Integrating GenAI in Filmmaking: From Co-Creativity to Distributed Creativity
A new 33-page study reframes AI as the latest mediator in a century of filmmaking tech evolution.
A new academic paper from researchers Pierluigi Masai, Lorenzo Carta, and Mateusz Miroslaw Lis challenges the dominant narrative around AI in Hollywood. Titled 'Integrating GenAI in Filmmaking: From Co-Creativity to Distributed Creativity,' the 33-page study, available on arXiv, argues that tools like Sora, Runway, and Suno AI represent an evolution, not a revolution. Using a sociomaterial and historical lens, the authors position Generative AI as the latest mediator in a long-standing negotiation between creative labor and technological possibility, similar to past shifts brought by sound, color, or digital editing.
The paper moves beyond the common 'human-machine co-creativity' framework to analyze filmmaking as a 'distributed' process where agency is shared across human experts and non-human actors. It introduces an analytical taxonomy of GenAI techniques to illustrate a key point: these technologies do not merely assist but actively reconfigure professional roles, production temporalities, and ultimately, film aesthetics. By linking these sociomaterial configurations to aesthetic outcomes, the research suggests AI could enable entirely new creative possibilities by fundamentally blurring the boundaries of traditional, linear production workflows.

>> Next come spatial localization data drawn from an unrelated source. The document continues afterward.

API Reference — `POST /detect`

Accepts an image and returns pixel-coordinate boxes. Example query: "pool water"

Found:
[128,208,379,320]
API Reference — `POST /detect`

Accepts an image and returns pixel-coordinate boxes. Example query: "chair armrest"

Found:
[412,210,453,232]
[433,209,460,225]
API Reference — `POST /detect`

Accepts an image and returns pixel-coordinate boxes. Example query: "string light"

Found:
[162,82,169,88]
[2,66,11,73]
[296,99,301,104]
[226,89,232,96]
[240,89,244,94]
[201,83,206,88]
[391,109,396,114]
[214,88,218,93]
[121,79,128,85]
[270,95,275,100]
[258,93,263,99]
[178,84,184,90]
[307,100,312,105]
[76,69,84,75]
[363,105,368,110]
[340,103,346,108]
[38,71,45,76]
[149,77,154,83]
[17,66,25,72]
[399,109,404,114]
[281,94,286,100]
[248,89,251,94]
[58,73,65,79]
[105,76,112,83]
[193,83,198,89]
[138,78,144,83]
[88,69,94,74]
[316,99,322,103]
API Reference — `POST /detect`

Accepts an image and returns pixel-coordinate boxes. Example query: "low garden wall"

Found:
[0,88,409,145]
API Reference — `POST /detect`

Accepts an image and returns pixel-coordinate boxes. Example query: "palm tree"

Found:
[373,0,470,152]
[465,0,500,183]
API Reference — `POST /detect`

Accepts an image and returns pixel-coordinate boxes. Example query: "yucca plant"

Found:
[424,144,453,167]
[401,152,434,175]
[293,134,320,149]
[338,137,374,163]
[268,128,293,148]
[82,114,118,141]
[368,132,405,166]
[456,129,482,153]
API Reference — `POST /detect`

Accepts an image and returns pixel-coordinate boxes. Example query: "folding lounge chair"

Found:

- The paper reframes GenAI as an evolutionary step in film tech, not a revolutionary break, using a century of history as context.
- It introduces a taxonomy showing AI reconfigures roles and timelines, acting as a 'mediator' rather than just an 'assistant'.
- The 33-page study argues this distributed creativity model can lead to new aesthetic possibilities by blurring traditional workflow boundaries.
Why It Matters
Provides a crucial framework for professionals to strategically integrate AI, focusing on workflow transformation over replacement.